Originally Posted by **charon010** Hello everyone!
I have a practical problem which I have to solve.
The problem is the following:
We want to maintain constantly a relative humidity of 65% at 10 celsius degrees in a room of 10 square meters territory.
To maintain this humidity we have an ultrasonic humidifier which is able to vaporate 250 ml/h water maximum. (pressure in the room is 1 atm of course)
The question is: to how big hourly evaporation should we set the humidifier to maintain the required humidity?
My attempt:
With the help of the psychrometric chart of humidity we can see that at 10 celsius and at 65% RH 1 kg of air contains about 7 g of water.
So we have to maintain 7g of vapor in the air constantly.
But I don't know at which rate the humidity decreases, and how the territory of the room affects it. So basicilly it is an equilibrium process and we need to find the equilibrium rate of evaporation of the humidifier.
Thank you for your help |

Aim: maintain a relative humidity of 0.65 with changes in room temperature by changing the mass of water vapour in the air

Assume:

Volume is constant = 10h m3

Pressure is constant = 1 atm = 101325 Pa

Water vapour is an ideal gas.

Absolute humidity is defined as the mass of water vapour per unit volume.

$\displaystyle H = \frac{m_v}{V}$

This can be defined in terms of the partial vapour pressure, $\displaystyle P_v$,

$\displaystyle P_v V = m_v R_v T$,

where $\displaystyle R_v = 4615 J kg^{-1} K^{-1}$.

Relative humidity, U, is defined as the ratio of partial vapour pressure to the total pressure,

$\displaystyle U = \frac{P_v}{P} = \frac{m_v R_v T}{PV}$

We can calculate the mass of water vapour in the room by solving for $\displaystyle m_v$ with known U = 0.65. We call this $\displaystyle m_0$, which will be at a room temperature $\displaystyle T = T_0 = 10$ deg Celsius = 283.15 K.

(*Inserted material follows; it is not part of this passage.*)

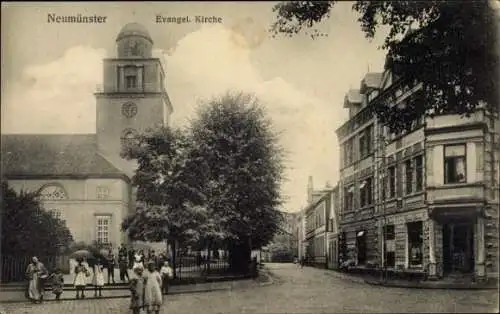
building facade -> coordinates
[302,177,338,268]
[1,23,173,246]
[337,66,500,279]
[326,186,340,269]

$\displaystyle m_0 = \frac{UPV}{R_v T_0}$

Then, you can work out the change in $\displaystyle m_v$ for a given change in temperature using

$\displaystyle \frac{m_0 R_v T_0}{PV} = \frac{m_1 R_v T_1}{PV}$

$\displaystyle m_0 T_0 = m_1 T_1$

So... the amount of mass of water to remove is

$\displaystyle \Delta m = m_0 - m_1$

$\displaystyle = m_0 - \frac{m_0 T_0}{T_1}$

$\displaystyle = m_0 \left(1 - \frac{T_0}{T_1}\right)$

For a typical 3m high room, I get

$\displaystyle m_0 = \frac{0.65 \times 101325 \times 30}{4615 \times 283.15} =$ 1.512 kg

Therefore, your equation for amount to remove is

$\displaystyle \Delta m = 1.512 \left(1 - \frac{283.13}{T_1}\right)$

Just make sure that your target temperature, $\displaystyle T_1$, is in Kelvin. If you wanted to, you could approximate the mass removal as a linear removal over a duration $\displaystyle \Delta t$ by replacing the $\displaystyle \Delta m$ with $\displaystyle \dot{m}\Delta t$ where $\displaystyle \dot{m}$ is the rate of change of mass removal of your vaporator.

In real rooms, the pressure and temperature are varying with time, so it's not as simple as this, but equations like this should give you a head-start for solving more sophisticated problems and afford you some ball-park figures at least.